Tuesday, July 15, 2014: 11:45 AM
Room: F201
Oral Presentation
Emilio BLANCO , Centro de Estudios Sociológicos, El Colegio de México, Ciudad de México, Mexico
Since 2012, Mexico is undergoing an unprecedented process of educational reform. The newly elected government has managed to reform the Constitution and pass several laws concerning the educational system. Basically, this reform intends to regulate the teaching career through high-stakes exams, which will be used to make decisions on hiring, promotion, and eventually firing.

The reform has gained support among public opinion, powerful economic groups and the media. The latter, in particular, tends to present teachers and teachers’ Union (SNTE, for National Union of Educational Workers) as corporatist, uneffective and even lazy: workers who enjoy undeserved privileges and do not hesitate in endangering childrens’ education to keep them. This view has spread among the population.

Nowadays, the reform faces considerable opposition and mistrust from many teachers. Some fractions of the SNTE have taken the conflict to the streets of Mexico City. They organize impressive meetings, block main avenues and routes, and elaborate radical discourses, thus enabling mass media to reproduce prejudices against teachers and ask for harsh repression. One of the results of this conflict is the deterioration of social trust between citizens and teachers.

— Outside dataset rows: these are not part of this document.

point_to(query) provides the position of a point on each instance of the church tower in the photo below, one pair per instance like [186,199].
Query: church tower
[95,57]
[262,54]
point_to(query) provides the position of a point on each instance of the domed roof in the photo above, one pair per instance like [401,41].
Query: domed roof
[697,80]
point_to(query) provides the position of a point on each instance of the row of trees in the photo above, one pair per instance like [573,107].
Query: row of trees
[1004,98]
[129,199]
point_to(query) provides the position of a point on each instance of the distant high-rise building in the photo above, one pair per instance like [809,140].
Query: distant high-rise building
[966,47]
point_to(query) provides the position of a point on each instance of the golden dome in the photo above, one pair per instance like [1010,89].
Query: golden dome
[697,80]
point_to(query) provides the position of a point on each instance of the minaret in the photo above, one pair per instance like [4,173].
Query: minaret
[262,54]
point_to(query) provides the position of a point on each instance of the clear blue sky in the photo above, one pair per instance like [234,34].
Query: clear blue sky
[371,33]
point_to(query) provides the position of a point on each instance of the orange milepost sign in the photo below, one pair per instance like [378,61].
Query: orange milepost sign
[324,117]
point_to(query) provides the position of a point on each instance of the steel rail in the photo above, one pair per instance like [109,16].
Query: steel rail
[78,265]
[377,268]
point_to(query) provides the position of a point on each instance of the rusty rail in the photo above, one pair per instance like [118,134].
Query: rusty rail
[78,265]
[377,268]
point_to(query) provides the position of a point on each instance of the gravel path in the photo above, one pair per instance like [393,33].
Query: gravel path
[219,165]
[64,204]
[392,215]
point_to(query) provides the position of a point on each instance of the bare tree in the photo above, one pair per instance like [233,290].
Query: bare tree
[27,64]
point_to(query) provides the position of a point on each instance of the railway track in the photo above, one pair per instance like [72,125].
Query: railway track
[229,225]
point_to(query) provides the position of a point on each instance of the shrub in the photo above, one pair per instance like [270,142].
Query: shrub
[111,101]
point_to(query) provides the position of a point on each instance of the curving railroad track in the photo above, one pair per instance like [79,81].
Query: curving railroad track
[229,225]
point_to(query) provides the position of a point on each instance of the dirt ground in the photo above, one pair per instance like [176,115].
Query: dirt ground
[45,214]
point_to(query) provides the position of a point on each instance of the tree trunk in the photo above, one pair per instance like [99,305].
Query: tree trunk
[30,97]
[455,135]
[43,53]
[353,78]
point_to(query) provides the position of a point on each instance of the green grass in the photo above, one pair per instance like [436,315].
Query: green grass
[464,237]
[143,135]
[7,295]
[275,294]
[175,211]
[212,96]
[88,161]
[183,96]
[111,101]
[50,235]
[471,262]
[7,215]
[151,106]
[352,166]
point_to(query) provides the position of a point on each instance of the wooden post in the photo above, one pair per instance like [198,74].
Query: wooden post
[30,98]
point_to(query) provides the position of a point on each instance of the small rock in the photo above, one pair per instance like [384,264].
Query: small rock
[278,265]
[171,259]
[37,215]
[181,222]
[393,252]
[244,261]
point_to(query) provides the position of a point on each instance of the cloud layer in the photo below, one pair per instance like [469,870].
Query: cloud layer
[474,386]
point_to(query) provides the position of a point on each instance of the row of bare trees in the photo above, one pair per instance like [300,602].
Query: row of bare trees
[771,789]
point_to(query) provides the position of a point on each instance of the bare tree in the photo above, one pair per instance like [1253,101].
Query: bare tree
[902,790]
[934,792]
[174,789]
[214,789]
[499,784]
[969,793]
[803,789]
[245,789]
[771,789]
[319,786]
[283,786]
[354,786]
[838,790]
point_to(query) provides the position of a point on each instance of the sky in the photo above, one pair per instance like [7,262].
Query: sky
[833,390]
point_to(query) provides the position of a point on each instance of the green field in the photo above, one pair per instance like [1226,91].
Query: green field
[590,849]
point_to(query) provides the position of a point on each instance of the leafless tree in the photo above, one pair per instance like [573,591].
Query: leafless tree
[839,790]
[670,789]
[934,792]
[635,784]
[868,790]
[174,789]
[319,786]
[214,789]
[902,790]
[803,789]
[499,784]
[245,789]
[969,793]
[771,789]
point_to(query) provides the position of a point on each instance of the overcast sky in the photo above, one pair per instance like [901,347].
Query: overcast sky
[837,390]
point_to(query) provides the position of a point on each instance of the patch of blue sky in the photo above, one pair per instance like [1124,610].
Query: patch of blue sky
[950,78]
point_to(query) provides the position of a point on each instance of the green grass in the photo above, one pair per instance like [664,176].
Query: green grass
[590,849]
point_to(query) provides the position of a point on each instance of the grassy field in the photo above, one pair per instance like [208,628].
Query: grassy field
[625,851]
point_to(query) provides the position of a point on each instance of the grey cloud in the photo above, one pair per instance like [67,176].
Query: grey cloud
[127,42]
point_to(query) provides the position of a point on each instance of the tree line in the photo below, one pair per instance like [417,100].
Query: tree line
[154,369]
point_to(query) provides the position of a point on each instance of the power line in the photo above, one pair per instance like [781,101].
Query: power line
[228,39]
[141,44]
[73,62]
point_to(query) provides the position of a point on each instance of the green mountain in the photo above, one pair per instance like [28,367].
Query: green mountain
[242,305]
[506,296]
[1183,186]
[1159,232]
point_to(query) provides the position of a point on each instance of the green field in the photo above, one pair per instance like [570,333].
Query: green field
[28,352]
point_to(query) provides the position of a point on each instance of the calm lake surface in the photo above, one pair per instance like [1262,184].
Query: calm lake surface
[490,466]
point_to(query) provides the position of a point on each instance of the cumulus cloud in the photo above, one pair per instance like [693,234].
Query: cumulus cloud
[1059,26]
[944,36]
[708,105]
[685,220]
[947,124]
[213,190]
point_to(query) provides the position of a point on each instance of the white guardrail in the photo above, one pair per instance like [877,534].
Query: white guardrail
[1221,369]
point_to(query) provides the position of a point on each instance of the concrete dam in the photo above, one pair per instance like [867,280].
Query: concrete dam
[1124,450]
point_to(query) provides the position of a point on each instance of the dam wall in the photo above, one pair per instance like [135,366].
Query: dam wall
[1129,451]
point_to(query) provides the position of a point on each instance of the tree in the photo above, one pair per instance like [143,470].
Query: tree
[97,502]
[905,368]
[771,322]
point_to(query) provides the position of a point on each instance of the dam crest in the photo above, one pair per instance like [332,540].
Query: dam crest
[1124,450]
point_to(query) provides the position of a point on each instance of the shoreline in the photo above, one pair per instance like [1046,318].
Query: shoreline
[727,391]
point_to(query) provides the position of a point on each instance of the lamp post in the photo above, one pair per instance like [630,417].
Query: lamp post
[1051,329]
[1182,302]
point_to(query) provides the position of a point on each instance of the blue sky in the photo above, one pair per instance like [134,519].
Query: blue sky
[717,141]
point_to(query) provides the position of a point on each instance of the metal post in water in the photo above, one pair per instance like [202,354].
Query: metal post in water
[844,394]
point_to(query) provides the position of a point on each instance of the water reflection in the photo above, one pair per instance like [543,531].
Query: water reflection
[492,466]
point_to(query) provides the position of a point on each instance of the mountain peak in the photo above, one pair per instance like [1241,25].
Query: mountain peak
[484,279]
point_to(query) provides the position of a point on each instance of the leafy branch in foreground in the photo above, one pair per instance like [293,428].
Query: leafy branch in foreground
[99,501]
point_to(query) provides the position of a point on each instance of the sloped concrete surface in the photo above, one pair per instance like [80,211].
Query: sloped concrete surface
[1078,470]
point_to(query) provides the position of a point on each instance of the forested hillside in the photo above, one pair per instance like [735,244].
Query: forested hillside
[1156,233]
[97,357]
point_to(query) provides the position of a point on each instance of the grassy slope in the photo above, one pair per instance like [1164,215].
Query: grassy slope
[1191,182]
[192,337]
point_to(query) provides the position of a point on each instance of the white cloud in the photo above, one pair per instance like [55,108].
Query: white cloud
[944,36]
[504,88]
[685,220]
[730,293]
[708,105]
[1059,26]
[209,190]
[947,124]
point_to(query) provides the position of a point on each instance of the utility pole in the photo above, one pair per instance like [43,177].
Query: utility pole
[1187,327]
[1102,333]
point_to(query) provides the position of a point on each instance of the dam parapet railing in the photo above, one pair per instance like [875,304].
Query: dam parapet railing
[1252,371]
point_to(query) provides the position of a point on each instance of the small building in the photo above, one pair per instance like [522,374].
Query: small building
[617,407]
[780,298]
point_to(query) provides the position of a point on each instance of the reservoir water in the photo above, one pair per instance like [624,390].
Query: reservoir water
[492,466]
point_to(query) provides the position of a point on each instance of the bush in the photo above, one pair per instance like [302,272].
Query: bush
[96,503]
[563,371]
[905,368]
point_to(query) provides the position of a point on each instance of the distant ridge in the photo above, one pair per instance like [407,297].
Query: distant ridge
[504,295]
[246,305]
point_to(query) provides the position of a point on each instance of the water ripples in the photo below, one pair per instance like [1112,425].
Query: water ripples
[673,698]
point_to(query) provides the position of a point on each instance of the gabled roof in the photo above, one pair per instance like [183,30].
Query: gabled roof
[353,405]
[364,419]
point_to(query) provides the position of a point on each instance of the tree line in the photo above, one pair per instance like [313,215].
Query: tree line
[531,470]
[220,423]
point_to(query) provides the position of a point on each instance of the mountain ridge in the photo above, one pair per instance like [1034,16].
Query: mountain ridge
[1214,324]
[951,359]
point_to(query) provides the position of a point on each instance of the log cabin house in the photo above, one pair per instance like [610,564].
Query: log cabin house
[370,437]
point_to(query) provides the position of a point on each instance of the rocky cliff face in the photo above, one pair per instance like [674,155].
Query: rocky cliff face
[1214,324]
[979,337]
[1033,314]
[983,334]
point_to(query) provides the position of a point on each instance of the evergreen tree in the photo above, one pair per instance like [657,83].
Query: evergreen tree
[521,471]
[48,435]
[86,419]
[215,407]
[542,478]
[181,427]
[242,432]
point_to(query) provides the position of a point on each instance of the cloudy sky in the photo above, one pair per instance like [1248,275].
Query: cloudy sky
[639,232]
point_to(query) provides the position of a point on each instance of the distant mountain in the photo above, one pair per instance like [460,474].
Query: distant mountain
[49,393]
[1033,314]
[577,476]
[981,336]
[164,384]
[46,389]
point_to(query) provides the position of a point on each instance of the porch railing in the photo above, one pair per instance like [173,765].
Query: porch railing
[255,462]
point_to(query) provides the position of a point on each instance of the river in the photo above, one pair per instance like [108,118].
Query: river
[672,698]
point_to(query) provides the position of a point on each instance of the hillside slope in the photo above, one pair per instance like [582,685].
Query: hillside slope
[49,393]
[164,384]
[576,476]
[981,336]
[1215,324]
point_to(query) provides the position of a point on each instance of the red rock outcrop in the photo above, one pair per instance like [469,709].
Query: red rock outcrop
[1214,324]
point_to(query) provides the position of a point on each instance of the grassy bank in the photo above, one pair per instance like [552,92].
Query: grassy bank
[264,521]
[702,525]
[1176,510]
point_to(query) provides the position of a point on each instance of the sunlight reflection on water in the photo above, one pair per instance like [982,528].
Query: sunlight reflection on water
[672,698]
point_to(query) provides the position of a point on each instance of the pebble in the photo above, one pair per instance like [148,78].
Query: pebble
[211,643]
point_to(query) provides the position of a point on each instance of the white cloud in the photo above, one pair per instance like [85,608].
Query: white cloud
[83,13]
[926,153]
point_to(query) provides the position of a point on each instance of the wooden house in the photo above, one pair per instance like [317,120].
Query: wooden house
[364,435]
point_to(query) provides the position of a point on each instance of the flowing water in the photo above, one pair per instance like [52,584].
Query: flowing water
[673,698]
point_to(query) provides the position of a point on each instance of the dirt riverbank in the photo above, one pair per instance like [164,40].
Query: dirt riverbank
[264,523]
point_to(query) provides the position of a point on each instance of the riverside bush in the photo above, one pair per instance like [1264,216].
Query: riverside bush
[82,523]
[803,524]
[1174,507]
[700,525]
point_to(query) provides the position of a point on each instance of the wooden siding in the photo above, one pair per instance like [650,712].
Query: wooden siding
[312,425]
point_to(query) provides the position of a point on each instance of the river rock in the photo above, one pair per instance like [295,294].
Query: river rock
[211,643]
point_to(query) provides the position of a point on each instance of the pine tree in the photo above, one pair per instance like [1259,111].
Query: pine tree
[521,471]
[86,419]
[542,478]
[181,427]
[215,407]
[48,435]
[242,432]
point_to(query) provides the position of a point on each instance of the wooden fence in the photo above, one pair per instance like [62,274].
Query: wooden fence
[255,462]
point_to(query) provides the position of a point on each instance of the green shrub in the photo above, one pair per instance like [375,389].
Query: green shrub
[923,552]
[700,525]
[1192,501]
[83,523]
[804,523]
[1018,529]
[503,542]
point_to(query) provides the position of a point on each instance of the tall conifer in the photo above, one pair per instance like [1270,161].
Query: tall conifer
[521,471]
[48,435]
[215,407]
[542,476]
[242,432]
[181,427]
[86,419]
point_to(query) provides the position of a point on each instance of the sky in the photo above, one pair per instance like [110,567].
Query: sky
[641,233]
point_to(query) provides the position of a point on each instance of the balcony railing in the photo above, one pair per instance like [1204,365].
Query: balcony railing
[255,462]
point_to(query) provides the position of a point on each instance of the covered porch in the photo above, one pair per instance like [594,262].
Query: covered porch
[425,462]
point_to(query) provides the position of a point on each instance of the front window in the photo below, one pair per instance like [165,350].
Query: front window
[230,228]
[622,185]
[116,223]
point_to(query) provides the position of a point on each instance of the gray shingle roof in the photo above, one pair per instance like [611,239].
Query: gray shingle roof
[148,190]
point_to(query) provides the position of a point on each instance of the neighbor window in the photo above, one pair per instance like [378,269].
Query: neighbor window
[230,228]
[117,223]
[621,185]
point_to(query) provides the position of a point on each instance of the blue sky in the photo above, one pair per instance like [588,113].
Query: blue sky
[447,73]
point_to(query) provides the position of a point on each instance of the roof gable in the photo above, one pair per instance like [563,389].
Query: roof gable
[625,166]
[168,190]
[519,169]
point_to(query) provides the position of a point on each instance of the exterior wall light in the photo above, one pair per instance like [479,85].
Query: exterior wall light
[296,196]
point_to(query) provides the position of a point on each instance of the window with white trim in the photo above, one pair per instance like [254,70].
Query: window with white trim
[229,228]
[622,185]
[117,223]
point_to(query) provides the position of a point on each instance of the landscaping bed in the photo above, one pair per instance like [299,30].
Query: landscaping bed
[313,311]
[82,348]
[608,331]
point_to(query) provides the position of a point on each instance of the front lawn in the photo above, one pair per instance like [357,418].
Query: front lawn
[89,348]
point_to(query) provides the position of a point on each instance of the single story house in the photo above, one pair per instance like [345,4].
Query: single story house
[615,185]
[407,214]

In this paper, I intend to analyze and identify the main views around this conflict in the mass media, and the different images of teachers that are so constructed. I would also describe the ways teachers react against dominant discourses and build a narrative of their own. Finally, I will explore if this confrontation reaches the local level and affects the relationship between families and teachers in specific schools.

For this, I will perform analysis of the main written media in Mexico City, as well as interviews with intentionally selected teachers from the primary and secondary levels.